Pretty isn’t enough…designing the web with brand values
August 23, 2016
Websites have become table stakes for companies. Even the newest start-ups—who don’t yet have products—have a website. The reason being, a website is the front door to a brand. It is the first opportunity, in an available and relatively inexpensive way, for customers, employees, and the world to understand who they are, why they do what they do and what they’re all about.
So why do so many websites end up resembling an interactive brochure?
I go back to the fact that today, websites are ‘available and relatively inexpensive.’
Website builders have promised, “to help anyone build a beautiful home online.” And they often keep this promise. But what they don’t say is that the home will be more of a tract home. To make sites available to everyone (no coding or design knowledge required), your site will be based on a template. Those templates are generic enough that the same template is used by a non-profit, a fashion line, and a punk rock band. The change comes visually—different colors, photos and typefaces. However, moving off of the homepage and hero image, the experience from site to site feels similar.
A website is an opportunity to communicate a brand identify and purpose, therefore it should showcase what makes you you. Right now, too many businesses are missing this opportunity.
Expressing brand values
Your values are core to any brand. They are what helps you translate what a brand is promising conceptually, to how a brand is keeping that promise experientially.
Patagonia’s core values are: Quality, Integrity, Environmentalism, and Not bound by Convention. Their website is beautiful, with high quality photos of people wearing the products in adventurous places. However, if I knew nothing else about the brand than the website, they wouldn’t feel different from any other adventure brand trying to sell me a fleece jacket.
Their values are what makes Patagonia unique. Thinking about “Not bound by convention”, what can that look like as navigation? Right now the shop is organized by man, woman, child, etc; pretty conventional.

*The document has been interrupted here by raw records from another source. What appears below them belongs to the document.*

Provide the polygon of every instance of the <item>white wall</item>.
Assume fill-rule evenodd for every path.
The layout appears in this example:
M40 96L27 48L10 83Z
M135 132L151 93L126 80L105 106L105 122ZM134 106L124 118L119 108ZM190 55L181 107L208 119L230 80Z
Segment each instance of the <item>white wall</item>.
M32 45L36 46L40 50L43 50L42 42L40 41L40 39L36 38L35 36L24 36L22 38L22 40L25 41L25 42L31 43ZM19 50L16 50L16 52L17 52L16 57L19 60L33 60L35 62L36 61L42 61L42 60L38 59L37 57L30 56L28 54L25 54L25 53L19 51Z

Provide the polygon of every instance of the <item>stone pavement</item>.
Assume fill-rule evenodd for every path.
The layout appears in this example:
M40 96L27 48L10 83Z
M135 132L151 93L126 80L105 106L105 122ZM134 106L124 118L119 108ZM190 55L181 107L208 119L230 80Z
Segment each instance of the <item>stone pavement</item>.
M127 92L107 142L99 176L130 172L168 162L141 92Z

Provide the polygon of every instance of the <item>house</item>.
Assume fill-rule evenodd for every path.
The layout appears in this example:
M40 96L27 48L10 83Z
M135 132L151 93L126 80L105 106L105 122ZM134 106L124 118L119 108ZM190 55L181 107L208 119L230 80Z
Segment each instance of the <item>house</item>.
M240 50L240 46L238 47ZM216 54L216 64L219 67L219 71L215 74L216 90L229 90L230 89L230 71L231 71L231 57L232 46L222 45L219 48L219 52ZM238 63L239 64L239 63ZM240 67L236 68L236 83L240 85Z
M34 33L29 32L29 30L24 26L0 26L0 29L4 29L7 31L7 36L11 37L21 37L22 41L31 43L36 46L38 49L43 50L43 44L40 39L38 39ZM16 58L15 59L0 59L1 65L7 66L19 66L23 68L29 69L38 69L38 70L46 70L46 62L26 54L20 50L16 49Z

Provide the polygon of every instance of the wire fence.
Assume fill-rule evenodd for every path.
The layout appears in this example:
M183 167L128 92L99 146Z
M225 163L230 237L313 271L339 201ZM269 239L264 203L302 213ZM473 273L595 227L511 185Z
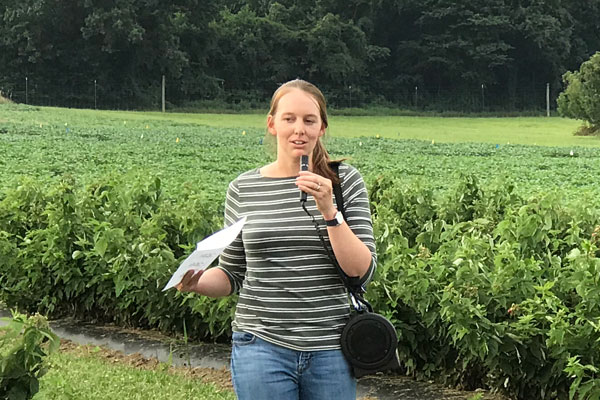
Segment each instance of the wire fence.
M485 85L471 88L437 88L415 86L412 90L387 94L394 104L418 110L436 111L539 111L556 109L555 97L549 85L509 91Z
M155 93L154 93L155 92ZM136 110L157 107L161 102L160 86L143 91L106 86L97 80L68 88L25 78L21 83L0 84L0 95L21 104L48 107Z
M382 105L416 111L437 112L523 112L550 114L556 109L556 98L562 88L551 88L550 84L530 84L518 88L500 85L487 87L452 88L428 87L426 85L404 87L382 87L373 93L359 85L346 87L322 87L330 105L336 108L356 108ZM169 86L165 87L167 108L176 109L201 101L221 102L224 108L236 99L248 104L266 104L268 93L228 90L221 87L219 92L200 98L186 98ZM69 108L148 110L162 108L163 88L161 81L145 88L128 88L102 84L91 80L87 84L70 85L68 88L55 86L45 81L24 77L21 82L0 81L0 95L16 103ZM253 99L255 101L249 101Z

Is there a different way to think about this where maybe everything is organized by item type without gender or age classification? Maybe that specific classification is actually about fit not gender/age, and so that selection can be done at point-of-purchase sizing.
Changing something to better express the brand values can change the way we understand the brand after an interaction.
Values dictate interaction
Modern day consumers have much higher expectations of customer service experience. Either it’s not enough—all that is provided is a 1.800 number—or it’s too much—there’s a help chat box that keeps popping up every time you are on a new page. For some brands, where service is truly at its core, figuring out the right approach is incredibly important.
One of Southwest’s values is “a servant heart”. Why then is the “Contact Us” only available on the footer for the general pages? When I need help, it’s usually because I have a question about my flight reservation. A better solution would be a slider on the side at all times that reads “Can I help you?” So that when I look at my flight reservation I can easily ask questions via chat.
While many customers may decide never to contact Southwest via this channel, the point is that if they’d made it available, anytime, anywhere, it would demonstrate they encourage communication and appear to be proactive—really conveying the meaning behind that core value.
Engaging with physical space
For brands with digital and physical touchpoints, an important consideration is how they compliment each another. There are different expectations on each medium, and while they don’t always need to work together in unison, they should always be in harmony.
The Los Angeles County Museum of Art (LACMA) has a mission statement to: “serve the public through the collection, conservation, exhibition and interpretation of significant works of art…” Their website is a solid information hub with pretty pictures and everything you’d need in order to visit the museum—however it’s not responsive. By building a mobile site that integrates ways for visitors to enhance their museum experience LACMA can further strengthen their mission to educate and engage the city of LA.
For example, could the audio tour be loaded on the website allowing a visitor to use their own cellphone and earbuds? Could QRS codes be added in the center of a room, and when a visitor scans them, it provides them with relevant information about the artwork in that room?
While it doesn’t always make sense for web and world to interact in this manner, LACMA’s mission suggests it’s about driving visitors to come to the museum. Adding in museum interactive aspects to the website would allow visitors to interact without having to download an app.
Many companies using WYSIWYGs cannot invest in custom web development, but these questions can help you to get to the next level of experience. Content development, choice in template, it’s important to consider what these are saying about your brand. While having a website may be table stakes, going beyond a pretty digital brochure can make it something truly meaningful.